OKEECHOBEE — From a bicyclist or hikers view, the use of much of the Lake Okeechobee Scenic Trail (LOST) is pretty well over, especially on the south end of the lake.
The Army Corps of Engineers (ACOE) has undertaken multiple improvement projects in the last few years, starting with the “cut off wall” construction for some 21 miles from Port Mayaca south to Belle Glade beginning in 2007, and now has undertaken a multi-year project to replace a number of culverts that pass through the dike itself.
The culverts in question were installed when the dike was built in the 1930s and have started to deteriorate.

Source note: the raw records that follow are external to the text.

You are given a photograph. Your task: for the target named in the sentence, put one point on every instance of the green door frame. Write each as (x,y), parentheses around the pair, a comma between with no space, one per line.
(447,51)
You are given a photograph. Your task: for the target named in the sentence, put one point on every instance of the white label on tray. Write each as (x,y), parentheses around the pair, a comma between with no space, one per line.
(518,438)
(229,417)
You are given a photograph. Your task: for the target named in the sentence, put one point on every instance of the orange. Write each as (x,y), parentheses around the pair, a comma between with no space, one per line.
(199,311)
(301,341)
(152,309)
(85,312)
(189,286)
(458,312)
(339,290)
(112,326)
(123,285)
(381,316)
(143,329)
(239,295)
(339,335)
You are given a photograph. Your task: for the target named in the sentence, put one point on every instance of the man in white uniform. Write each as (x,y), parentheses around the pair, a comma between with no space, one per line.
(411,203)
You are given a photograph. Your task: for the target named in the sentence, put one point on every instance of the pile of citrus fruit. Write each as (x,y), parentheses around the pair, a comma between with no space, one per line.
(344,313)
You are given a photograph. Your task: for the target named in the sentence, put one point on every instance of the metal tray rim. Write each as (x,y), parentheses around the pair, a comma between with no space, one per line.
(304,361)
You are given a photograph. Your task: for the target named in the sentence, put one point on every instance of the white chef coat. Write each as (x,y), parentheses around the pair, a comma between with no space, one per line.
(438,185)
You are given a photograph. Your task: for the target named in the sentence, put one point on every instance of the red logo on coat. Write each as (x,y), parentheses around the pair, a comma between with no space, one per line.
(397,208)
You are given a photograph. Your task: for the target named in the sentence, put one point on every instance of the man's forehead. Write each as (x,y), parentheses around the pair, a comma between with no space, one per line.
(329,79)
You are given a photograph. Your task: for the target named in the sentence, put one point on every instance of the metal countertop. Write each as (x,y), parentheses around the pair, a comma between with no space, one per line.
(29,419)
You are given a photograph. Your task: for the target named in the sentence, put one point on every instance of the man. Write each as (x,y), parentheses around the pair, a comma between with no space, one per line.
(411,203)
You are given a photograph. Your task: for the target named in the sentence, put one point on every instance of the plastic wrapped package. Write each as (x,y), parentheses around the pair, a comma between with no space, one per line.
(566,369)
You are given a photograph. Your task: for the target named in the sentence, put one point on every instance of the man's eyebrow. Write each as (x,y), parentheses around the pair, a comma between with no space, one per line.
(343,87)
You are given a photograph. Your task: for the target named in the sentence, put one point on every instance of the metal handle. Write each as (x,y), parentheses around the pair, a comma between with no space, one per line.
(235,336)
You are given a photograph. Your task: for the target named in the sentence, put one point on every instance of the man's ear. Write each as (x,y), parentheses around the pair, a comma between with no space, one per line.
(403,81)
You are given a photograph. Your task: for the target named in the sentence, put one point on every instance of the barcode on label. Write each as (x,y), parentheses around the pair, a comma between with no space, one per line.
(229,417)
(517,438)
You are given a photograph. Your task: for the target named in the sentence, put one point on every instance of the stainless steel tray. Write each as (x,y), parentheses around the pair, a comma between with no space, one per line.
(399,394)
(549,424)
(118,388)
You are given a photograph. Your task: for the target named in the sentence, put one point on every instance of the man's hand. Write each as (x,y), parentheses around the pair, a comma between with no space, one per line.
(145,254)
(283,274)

To replace a culvert is an 18-to-24 month project.
First cofferdams are installed on the lakeside and landside of the dike and then a large portion of the dike is removed to provide access to the culvert, the old concrete structure is broken up and removed and a new one is formed up and cast in its place, and finally, the dike is rebuilt around the new culvert and the cofferdams are removed. According to John H Campbell, Public Affairs Specialist for the Jacksonville District of the Army Corps of Engineers they are “currently focusing on 32 water control structures (a/k/a “culverts”) that provide local access to water/drainage. Of the 32 targeted structures one has been removed and four others replaced and 19 more are currently under contract in various stages of replacement.”
In a recent trip around the lake, I was paying particular attention to access to the LOST with the idea of perhaps trying to ride some on the south side of the lake. What I encountered was GRIM to say the least. Nearly all the LOST trail access points, identified on the map provided by the ACOE, are closed.
According to the ACOE and John H Campbell, “Our policy has been to close portions of the trail between trailheads when construction is occurring that impacts the users ability to use 100 percent of the path between the access points. With some stretches of the trail having multiple culverts to replace, it wouldn’t be surprising to see certain portions closed for five years.”
Other than the portion of the LOST from Nubbin Slough to Port Mayaca, there are not many places to ride or walk anymore.
Some residents of Clewiston have taken exception to the extended loss of access to the LOST and the Florida National Scenic Trail, which follows the LOST around the lake and held a series of meetings with the ACOE. They claimed that the loss of access was impacting their health as it removed a recreational area, and impacted the town with a loss of revenue caused by the impact to the tourist industry due to the closures.
Clewiston resident Terry Gardner can see some of the construction from his back yard. Through meetings with the ACOE, they were finally provided an access to the LOST, past the local construction in the form of a path along a construction road, fenced on both sides, and mostly of sand. Their current issue with this access is that the fence is covered privacy fabric and blocks any breeze from the lake, as well as water views and is nearly a mile in length making for a very hot transit to the small open portion of the path in the warmer months. They have contacted the ACOE and cannot get the fabric removed, or even changed to a more open weave, which would allow some of the breeze through.
Additionally, the news from the ACOE in regards the path on the south side of the lake is very bad.
“In 2017, we plan to resume the installation of the cutoff wall west of Belle Glade. It is our intent to install 35 additional miles of cutoff wall through Lake Harbor, Clewiston, Moore Haven and Lakeport. Our current expectation is that the work will run until the mid-2020s, possibly near to the year 2025,” said Mr. Campbell. The only good news he had to share was that: “Our contractors are instructed to return the trail to its pre-construction condition.
Thus, any portions of the trail that were paved before the construction began will have the pavement replaced.”